Brent Crude Futures End Lower in Choppy Trading
Brent crude oil futures edged lower in choppy trading on Tuesday, as investors awaited new data after concluding that a deal between Iran and world powers would bring no immediate increase in crude supplies.
"The market is waiting to see how things develop with Iran. For the oil markets, this puts us in kind of a holding pattern," said Phil Flynn, an energy analyst with the Price Futures Group in Chicago, Illinois.
"There are not a lot of headlines to drive us until we get new data," Flynn said.
Rising oil products prices stemmed losses in the crude markets.
Refined fuels, including ICE gasoil, RBOB gasoline and heating oil, finished the session up. Heating oil remained firm throughout the session as cold temperatures boosted demand at a time when inventories were expected to drop.
"It's cold ... and we're seeing a surge towards the commodity that's more in demand at this time of year," said Stephen Schork, editor of the Schork Report in Villanova, Pennsylvania.
Schork said gasoline supplies were at a surplus relative to the 5-year average, but distillates are at a deficit.
Brent outperformed U.S. crude oil, or West Texas Intermediate (WTI), for most of the session, pushing the spread between the two benchmarks to an 8-month high.
"U.S. inventories are still burgeoning and we're still getting that big disconnect" between the benchmarks' prices, said Flynn.
Front-month Brent crude fell 12 cents to settle at $110.88 a barrel. It plunged by as much as $3 on Monday, but recouped most of those losses to end 5 cents down.
U.S. oil fell 41 cents to $93.68 a barrel, below the 10-day moving average of $93.96.
The Brent-WTI spread settled at $17.20, having swung between an 8-month high of $17.46 and a low of $16.05 for the session.
Analysts noted that U.S. crude has traded in a narrow range around $92 to $96 since the beginning of the month. Brent, which is more responsive to geopolitical risk, has moved between $103 and $112 in November.

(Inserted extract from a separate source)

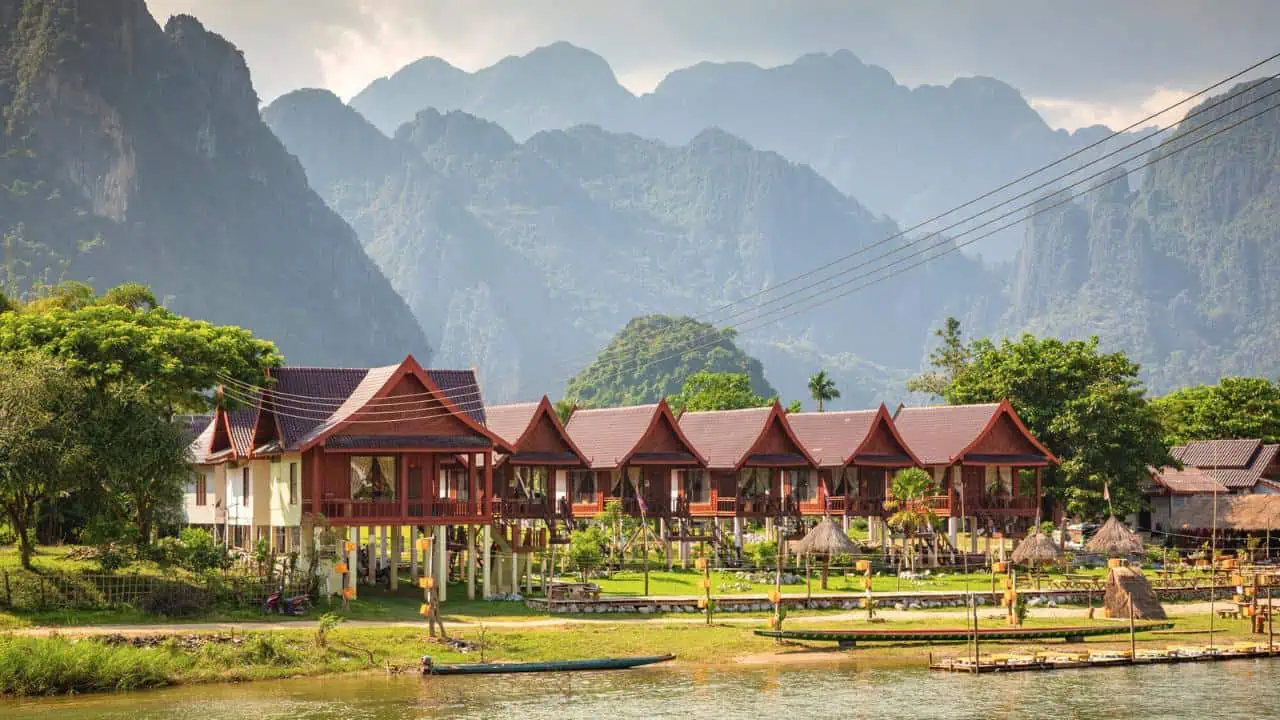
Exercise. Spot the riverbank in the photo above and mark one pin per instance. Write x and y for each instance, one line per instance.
(101, 660)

The nuclear deal, reached in Geneva on Sunday, halts Iran's most sensitive nuclear activity and suspends some sanctions imposed by the West, but caps Iran's exports at the current level of about 1 million barrels per day (bpd).
Iran is mobilizing more ships to store and transport oil, aiming to keep its fields working and mitigate losses of several billion dollars a month as sanctions remain in place for at least another six months, sources say.
Libyan oil workers, civil servants and private sector staff went on strike in the port city of Benghazi on Tuesday, protesting against deteriorating security a day after deadly clashes there between the army and Islamist militants.
With more Iranian oil unlikely to enter the market in the next six months, supply concerns continue to support Brent prices amid disruptions to oil exports from Libya that show little sign of easing.
U.S. crude futures extended losses by about 10 cents after industry group American Petroleum Institute (API) reported a 6.9 million barrel rise in crude oil inventories, far higher than the 600,000-barrel build anticipated by a Reuters poll of 11 analysts.
Gasoline stocks rose and distillate stocks fell by 1.7 million barrels, loosely in line with analysts' forecasts.
Investors are looking ahead to the more closely watched official U.S. Energy Information Administration data on Wednesday.
CME Group Inc said on Tuesday it had changed the contract expiration price of 10 New York Mercantile Exchange energy products and related instruments settled between May and October because of a technical glitch.